Genetius

The study generated fully‑phased, chromosome‑scale genome assemblies for four Cannabis sativa genotypes using Oxford Nanopore long reads, PECAT assembly, and Hi‑C data scaffolded with YaHS. Despite low QV, the assemblies match HiFi references in contiguity and gene content, and comparative analysis with 77 other haplotypes provides phylogenetic insight and the first draft of the Cannabis pan‑NLRome.

The study examined how dual‑purpose hemp (Cannabis sativa) adjusts to different phosphate levels, showing that flower biomass is maintained unless phosphate is completely removed. Integrated physiological measurements and transcriptomic profiling revealed that phosphate is reallocated to flowers via glycolytic bypasses and organic phosphate release, while key regulatory genes followed expected patterns but did not suppress uptake at high phosphate, leading to nitrate depletion that limits growth.

The study combined extensive RNA‑Seq data (117 datasets) with comparative genomics across nine Cannabis sativa genomes to map the molecular networks controlling flower development, sex determination, and secondary metabolite biosynthesis. It identified 31 MADS‑box orthogroups with sex‑specific expression patterns and revealed chemotype‑specific expression of cannabinoid pathway genes in glandular trichomes, providing targets for breeding and functional studies.

The study genotyped 145 Iranian Cannabis sativa landrace accessions with 233K SNPs and conducted GWAS, revealing three geographically structured subpopulations and 91 genomic regions linked to 40 phenotypic traits, including key pleiotropic loci affecting flowering time, architecture, biomass, and cannabinoid biosynthesis. High trait heritability and rapid LD decay indicate strong potential for high-resolution mapping and marker-assisted breeding of cannabis cultivars with tailored agronomic and phytochemical profiles.

The study integrated weekly morphophysiological measurements with high-density genotyping-by-sequencing data and a machine‑learning pipeline to dissect flowering time variation in diverse Cannabis sativa landraces. By applying mutual information, recursive feature elimination, random forest, and support vector machine classifiers to over 234,000 combined genetic, phenotypic, and environmental features, the authors identified 53 key markers that classify early, medium, and late flowering types with 96.6% accuracy. Notable loci, including CsFT3 and CsCFL1, were highlighted as promising targets for breeding and smart‑crop strategies.
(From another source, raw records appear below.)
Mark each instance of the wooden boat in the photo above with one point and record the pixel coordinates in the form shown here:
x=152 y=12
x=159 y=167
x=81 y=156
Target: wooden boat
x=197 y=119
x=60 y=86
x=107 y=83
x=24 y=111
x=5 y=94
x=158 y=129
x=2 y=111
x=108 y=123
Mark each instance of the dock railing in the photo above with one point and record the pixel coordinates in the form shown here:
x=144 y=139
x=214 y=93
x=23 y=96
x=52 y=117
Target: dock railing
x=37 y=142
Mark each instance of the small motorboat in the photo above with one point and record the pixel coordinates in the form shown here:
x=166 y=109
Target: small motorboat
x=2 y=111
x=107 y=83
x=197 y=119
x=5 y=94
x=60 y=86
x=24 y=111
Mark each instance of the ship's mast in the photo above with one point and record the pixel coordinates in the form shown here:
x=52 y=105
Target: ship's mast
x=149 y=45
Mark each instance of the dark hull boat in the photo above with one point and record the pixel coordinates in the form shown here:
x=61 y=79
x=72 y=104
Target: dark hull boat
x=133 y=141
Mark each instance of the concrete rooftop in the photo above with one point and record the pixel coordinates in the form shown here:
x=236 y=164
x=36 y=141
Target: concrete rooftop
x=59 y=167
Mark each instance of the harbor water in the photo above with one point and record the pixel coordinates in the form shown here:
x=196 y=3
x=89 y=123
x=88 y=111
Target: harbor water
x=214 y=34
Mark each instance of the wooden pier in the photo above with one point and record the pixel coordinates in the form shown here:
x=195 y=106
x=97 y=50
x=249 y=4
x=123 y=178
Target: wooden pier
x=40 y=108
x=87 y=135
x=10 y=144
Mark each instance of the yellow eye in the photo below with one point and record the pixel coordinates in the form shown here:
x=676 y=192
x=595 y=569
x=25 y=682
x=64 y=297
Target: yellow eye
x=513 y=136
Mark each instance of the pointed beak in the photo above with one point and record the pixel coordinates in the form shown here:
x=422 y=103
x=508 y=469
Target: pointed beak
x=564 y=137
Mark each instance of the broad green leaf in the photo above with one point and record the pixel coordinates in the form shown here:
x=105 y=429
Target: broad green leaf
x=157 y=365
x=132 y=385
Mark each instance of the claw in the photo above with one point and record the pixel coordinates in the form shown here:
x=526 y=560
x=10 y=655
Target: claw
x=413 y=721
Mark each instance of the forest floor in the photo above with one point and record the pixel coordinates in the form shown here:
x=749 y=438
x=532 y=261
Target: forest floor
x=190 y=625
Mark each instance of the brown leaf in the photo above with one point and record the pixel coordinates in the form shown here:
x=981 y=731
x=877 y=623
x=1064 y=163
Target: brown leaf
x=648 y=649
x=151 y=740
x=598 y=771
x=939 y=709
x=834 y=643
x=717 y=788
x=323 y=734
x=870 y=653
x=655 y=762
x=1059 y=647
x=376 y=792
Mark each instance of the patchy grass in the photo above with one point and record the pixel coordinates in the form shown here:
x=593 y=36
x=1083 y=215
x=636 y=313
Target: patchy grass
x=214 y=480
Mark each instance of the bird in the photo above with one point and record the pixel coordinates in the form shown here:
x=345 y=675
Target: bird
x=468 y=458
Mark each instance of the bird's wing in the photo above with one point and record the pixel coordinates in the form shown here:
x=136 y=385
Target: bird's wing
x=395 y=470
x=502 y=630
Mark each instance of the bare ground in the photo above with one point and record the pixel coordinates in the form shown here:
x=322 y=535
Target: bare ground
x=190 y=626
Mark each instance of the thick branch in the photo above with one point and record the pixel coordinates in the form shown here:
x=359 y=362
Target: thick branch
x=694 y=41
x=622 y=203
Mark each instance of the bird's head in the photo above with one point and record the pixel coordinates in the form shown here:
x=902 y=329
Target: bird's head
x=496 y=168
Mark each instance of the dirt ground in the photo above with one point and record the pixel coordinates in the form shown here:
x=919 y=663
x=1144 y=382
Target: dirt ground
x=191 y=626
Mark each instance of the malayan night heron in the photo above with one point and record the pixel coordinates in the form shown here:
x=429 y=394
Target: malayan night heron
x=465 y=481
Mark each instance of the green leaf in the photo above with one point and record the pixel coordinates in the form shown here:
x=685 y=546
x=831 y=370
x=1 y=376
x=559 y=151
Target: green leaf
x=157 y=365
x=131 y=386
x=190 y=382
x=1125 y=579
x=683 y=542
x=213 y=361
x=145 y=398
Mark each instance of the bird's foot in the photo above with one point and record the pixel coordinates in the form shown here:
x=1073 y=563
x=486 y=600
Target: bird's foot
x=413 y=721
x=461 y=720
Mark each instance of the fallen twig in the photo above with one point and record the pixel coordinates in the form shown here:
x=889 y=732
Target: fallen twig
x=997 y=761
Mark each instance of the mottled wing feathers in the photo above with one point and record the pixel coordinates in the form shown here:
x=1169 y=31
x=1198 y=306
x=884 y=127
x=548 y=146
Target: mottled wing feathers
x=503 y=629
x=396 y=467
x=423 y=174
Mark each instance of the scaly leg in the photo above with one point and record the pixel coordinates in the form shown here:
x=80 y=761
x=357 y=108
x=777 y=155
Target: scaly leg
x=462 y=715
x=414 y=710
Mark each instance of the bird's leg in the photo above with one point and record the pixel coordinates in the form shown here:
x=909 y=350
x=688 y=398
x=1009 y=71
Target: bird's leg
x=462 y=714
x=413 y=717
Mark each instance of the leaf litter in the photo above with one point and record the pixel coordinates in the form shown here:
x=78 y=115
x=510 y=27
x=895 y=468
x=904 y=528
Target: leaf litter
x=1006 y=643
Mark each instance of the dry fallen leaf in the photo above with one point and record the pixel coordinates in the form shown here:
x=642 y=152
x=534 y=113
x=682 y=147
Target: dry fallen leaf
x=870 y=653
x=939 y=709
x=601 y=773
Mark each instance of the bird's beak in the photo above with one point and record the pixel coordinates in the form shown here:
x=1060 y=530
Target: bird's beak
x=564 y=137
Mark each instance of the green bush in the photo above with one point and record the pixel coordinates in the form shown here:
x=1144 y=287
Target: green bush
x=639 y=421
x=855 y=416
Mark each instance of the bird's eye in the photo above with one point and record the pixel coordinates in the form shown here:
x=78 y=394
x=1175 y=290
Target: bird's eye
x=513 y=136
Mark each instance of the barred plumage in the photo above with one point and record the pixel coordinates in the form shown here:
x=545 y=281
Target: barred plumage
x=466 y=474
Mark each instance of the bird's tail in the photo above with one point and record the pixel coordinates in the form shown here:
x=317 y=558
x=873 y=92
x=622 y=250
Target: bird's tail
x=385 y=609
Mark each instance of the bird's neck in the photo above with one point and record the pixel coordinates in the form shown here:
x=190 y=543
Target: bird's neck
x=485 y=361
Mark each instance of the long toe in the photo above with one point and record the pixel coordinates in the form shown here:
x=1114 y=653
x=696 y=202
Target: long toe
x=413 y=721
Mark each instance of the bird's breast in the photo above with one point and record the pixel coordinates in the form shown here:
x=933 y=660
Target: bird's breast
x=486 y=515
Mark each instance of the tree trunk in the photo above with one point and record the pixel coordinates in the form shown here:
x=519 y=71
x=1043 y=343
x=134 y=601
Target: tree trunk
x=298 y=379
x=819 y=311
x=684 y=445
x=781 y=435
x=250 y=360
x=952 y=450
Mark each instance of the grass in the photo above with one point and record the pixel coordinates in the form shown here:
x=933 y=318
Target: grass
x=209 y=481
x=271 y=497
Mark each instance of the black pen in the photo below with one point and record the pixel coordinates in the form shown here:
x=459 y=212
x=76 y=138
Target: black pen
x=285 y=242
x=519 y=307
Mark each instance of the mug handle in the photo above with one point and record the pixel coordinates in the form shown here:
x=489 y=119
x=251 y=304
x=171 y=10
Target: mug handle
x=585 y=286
The study identifies and validates stable housekeeping genes for qRT-PCR normalization in Cannabis sativa and designs specific primers, while also constructing a genome-wide gene coexpression network from public RNA-Seq data. Analysis of the network reveals 32 coexpression modules with tissue-specific patterns linked to key physiological processes such as flowering, fiber development, photoperiod sensitivity, and stress responses.

The study investigates the genetic basis of sex determination in Cannabis sativa, identifying a X‑chromosome locus (Monoecy1) that governs the switch between dioecy and monoecy. Transcriptomic and genomic analyses reveal three tightly linked genes with sex‑specific expression, suggesting their combined action controls both flower type and individual sex phenotype.

A micropropagation protocol using axillary buds of Cannabis sativa 'Charlies Dream' was optimized with various plant growth regulators, showing that TDZ initially promotes shoot proliferation while BAP catches up by 30 days, and that vitamin supplementation offers no benefit. Although in vitro rooting failed, direct soil rooting—especially after IBA pretreatment—produced viable plants, and the CBD/Δ9-THC ratio remained unchanged between donor and regenerated plants, confirming clonal propagation preserves cannabinoid profiles.

The study applies the trio‑binning strategy to separate Oxford Nanopore reads from a Cannabis F1 cross between a Colombian landrace and a Colorado CBD clone, achieving haplotype‑specific assemblies at ~18× coverage per haplotype with high contiguity and gene completeness. This cost‑effective approach enables genome‑wide haplotype phasing and reveals copy‑number and structural variations linked to disease resistance and secondary metabolite pathways relevant to Cannabis breeding.

The study identified a conserved Y-linked gene, CsPDS5, and developed a single‑primer PCR assay that distinguishes male and female Cannabis sativa plants with 100% accuracy across 14 cultivars and multiple crosses, enabling early sex determination before flowering. The authors also present a pipeline for discovering X/Y polymorphic genes that can be applied to other dioecious species.